Holidays

Before Erev Yom Kippur

 

Dr. Mel Waldman

Before
Erev Yom Kippur,

I
sat in Dunkin Donuts, drank coffee, & pondered the 10 Days of Awe.

During Rosh Hashanah,
I prayed in the Tree of Life shul. At times, my flesh failed me.
I suffered much physical pain. I traveled between 2 worlds—
the primitive & the holy, our earthly realm & the
mystical universe of Hashem.

My wife Michelle
is in Menorah Nursing Home. She has a rare cancer—multiple myeloma.
She too suffers with physical pain. But still, she illuminates
my wounded soul.

Hashem is unknowable. Yet I long to be close to Him.

Before
Erev Yom Kippur,

I
pondered the 10 Days of Awe, drifted off & descended the antediluvian
stairs of my soul to a barren place.

Before
Erev Yom Kippur,

2
young men sat nearby, talked about 2 homeless men fighting for
20 dollars. They laughed uproariously and guffawed.

I was silent.

We possess or are possessed by the universe of good & evil within.

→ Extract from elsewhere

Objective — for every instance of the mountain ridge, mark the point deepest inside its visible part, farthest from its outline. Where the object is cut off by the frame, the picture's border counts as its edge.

But when I listened to the young men, only teenagers,
I discovered their beauty.

A few minutes rushed forth like a stallion galloping
toward the Heavens or young and old Chassidic men
dancing ecstatically at a wedding, and suddenly,
they called their Rabbi.

“Rabbi, how can we help you? What do you need? We want to help!”

Before
Erev Yom Kippur,

I pondered the 10 Days of Awe. I thought about the unfathomable soul
and its struggle between Yetzer HaTov & Yetzer HaRa.

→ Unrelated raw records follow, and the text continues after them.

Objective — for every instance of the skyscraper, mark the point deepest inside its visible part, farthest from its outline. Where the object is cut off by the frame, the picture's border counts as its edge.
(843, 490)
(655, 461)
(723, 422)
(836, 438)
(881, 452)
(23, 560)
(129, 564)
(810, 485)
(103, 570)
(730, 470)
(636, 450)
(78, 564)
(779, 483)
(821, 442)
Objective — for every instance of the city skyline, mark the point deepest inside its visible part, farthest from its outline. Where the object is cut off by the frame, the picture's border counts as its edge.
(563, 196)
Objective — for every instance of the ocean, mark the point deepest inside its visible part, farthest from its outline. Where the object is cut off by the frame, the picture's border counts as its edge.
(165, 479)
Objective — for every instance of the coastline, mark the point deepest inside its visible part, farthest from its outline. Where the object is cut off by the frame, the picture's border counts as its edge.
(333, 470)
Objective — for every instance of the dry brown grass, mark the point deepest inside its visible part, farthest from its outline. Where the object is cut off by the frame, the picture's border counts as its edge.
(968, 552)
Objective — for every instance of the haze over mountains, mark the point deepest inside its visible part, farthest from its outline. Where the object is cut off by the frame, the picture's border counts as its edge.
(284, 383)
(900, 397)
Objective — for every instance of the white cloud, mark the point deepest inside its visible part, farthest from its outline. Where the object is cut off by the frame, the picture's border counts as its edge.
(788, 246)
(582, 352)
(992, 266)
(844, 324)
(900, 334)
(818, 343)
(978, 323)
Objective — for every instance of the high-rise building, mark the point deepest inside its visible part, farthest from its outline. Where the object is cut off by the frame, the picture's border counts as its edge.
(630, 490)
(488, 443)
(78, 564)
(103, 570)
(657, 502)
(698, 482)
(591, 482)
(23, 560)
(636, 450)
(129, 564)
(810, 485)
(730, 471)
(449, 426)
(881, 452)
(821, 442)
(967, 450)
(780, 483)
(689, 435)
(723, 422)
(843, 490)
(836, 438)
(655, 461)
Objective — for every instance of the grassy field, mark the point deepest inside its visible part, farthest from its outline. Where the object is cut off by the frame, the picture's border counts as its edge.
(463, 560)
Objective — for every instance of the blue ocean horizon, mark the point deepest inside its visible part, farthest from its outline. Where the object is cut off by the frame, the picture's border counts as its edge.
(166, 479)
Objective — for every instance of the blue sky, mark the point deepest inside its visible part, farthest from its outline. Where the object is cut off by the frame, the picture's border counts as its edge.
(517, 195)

Kabbalists say that the soul exists before birth and after death, it
continues to be. Its divine mission is Tikkun Olam, “repairing the world.”
It also mends itself.

The soul is a mystery.

I thought about the Tree of Life and my wife who nurtures my broken soul.
She embraces divinity.

Even in my pain, I rush slowly to Hashem.
Hashem is unknowable. Yet I long to be close to Him.